In some areas, water resources are already stressed and highly vulnerable with intense competition for water supply. This is especially so with respect to salinisation and competition for water between agriculture, power generation, urban areas and environmental flows. Increased evaporation and possible decreases of rainfall in many areas would adversely affect water supply, agriculture and the survival of key species. Water quality may also be affected due to increased soil erosion following drought, lower flows and higher water temperatures, leading to more eutophication and algal blooms.

Evidence suggests that the observed warming trend in Australia has already contributed to an increased severity of drought through higher potential evaporation and water demand.

While there are many pressing problems regarding water supply, climate change is likely to add to them, making solutions more difficult. An integrated approach is needed to optimise results…..’

Fast forward to 2009 and we are now seeing or hearing about water woes afflicting the Lachlan, Darling and Murray rivers, the Coorong and lower lakes crisis, Melbourne’s dwindling water storages, water shortages in Perth, State Governments at each others’ throats, people fiddling with their meters and stealing water, drinking water infrastructure being privatised in New South Wales and beyond, and the selling off of water entitlements to national and international corporations.

How has it come to this?

Lack of leadership, first and foremost.

No integrated long-term national water management plan. No examination and implementation of sustainable farming practices to ensure that we grow what we should, how when and where we should. The supra-party continuum between government and vested interests. The defeatism of householders and small farmers who capitulate to the philosophy of “give and take” when the benefactors of their surrender have neither sought nor ever accepted the notion of compromise.

Senator Joyce and the National Party exemplify politicians failing their electorates – in their case, the people of rural and regional Australia – in that respect. It seems ironic that while they’re busy denying the climate change science, Cubbie Station – their very own ‘water-hungry’ political backer – is trying to jump ship.

“What we are doing is, as a company, our debts have climbed over the last few years with drought, and we have made a decision – a company decision to recapitalise the balance sheet. And the decision we have taken is to market the properties to achieve that.”

It’s reminiscent of Wall Street banksters talking up the economy to give themselves time to offload their bad assets before the crash.
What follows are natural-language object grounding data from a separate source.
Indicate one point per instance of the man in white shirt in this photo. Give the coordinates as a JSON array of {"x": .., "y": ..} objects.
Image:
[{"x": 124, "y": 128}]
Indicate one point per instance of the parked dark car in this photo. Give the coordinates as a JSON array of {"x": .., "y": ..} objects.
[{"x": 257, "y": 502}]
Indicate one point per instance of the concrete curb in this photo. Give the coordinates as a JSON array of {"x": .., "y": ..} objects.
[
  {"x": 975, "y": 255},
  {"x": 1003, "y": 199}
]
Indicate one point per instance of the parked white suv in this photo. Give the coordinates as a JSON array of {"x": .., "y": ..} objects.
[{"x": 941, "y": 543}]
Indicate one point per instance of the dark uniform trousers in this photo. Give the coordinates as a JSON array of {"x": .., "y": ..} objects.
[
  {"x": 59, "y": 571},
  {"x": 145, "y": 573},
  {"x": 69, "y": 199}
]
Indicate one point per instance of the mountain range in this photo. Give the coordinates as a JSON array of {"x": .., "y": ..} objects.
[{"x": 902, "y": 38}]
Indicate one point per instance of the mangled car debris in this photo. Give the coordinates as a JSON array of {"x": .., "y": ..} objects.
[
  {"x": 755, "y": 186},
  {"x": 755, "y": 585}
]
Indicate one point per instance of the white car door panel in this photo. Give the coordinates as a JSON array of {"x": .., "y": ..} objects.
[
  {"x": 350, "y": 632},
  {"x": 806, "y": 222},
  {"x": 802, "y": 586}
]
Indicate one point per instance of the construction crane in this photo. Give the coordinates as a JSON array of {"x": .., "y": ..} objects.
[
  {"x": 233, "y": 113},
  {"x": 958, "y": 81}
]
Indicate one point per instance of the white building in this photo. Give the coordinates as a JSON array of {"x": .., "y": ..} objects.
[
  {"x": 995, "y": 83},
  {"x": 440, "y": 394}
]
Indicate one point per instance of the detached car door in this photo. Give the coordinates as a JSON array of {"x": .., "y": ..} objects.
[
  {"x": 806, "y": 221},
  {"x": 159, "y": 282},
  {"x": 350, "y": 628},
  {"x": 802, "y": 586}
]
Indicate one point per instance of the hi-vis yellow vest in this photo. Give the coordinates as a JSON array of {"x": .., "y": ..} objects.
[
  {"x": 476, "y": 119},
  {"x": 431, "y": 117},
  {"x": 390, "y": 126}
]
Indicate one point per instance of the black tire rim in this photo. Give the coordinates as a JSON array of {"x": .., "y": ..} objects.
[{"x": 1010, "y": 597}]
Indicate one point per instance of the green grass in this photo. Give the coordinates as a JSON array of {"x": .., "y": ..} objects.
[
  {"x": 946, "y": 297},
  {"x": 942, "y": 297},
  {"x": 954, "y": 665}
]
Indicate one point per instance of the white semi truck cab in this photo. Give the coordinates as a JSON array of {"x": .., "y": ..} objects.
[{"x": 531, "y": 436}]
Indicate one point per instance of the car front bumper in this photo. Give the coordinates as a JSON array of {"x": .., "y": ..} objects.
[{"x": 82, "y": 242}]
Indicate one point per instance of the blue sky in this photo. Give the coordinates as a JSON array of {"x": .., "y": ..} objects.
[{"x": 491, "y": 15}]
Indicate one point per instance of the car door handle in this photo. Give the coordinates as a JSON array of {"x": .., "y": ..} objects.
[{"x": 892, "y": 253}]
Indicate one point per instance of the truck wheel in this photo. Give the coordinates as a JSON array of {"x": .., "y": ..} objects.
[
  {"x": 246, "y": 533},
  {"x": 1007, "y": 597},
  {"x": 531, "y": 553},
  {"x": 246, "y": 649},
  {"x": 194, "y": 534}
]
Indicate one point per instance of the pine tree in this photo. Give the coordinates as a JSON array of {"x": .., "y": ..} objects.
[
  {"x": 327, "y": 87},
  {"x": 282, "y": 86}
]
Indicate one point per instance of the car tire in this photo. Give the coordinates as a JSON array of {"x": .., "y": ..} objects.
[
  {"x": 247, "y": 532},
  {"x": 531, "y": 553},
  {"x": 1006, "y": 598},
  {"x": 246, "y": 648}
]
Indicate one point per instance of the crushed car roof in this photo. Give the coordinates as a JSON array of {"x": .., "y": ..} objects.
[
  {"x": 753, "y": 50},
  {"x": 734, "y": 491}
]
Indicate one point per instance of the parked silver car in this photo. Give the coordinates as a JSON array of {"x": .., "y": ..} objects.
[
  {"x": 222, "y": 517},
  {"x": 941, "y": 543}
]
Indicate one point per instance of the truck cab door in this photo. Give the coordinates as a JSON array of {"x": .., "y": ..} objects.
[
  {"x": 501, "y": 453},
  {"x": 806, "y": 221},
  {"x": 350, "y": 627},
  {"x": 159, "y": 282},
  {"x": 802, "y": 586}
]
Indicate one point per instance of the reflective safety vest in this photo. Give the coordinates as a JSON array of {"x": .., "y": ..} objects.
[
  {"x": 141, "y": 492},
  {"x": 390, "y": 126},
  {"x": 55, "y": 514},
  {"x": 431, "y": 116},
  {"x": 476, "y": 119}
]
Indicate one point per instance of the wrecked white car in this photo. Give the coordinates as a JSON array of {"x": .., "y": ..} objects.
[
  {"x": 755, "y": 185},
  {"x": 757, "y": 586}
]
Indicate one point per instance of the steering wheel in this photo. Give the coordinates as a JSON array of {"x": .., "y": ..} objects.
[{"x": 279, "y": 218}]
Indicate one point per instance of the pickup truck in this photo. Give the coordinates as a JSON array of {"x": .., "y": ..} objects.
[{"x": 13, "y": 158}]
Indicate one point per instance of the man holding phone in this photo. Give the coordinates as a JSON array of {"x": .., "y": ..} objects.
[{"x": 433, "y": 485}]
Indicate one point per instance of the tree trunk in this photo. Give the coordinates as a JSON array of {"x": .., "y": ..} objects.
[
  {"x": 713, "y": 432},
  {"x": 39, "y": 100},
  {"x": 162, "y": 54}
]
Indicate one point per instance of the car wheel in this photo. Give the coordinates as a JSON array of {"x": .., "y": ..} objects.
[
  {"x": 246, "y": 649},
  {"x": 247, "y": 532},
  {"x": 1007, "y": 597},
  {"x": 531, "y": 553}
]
What we are seeing begs the question: Is the Rudd Government going to be the Government that oversees the ultimate water collapse in and of this country, or is it going to try and control outcomes by declaring a water state of emergency, by assuming real control of national water management and by setting up one external government body – acting openly without fear or favour and accountable to the people – to monitor, control and manage Australia’s water sustainably?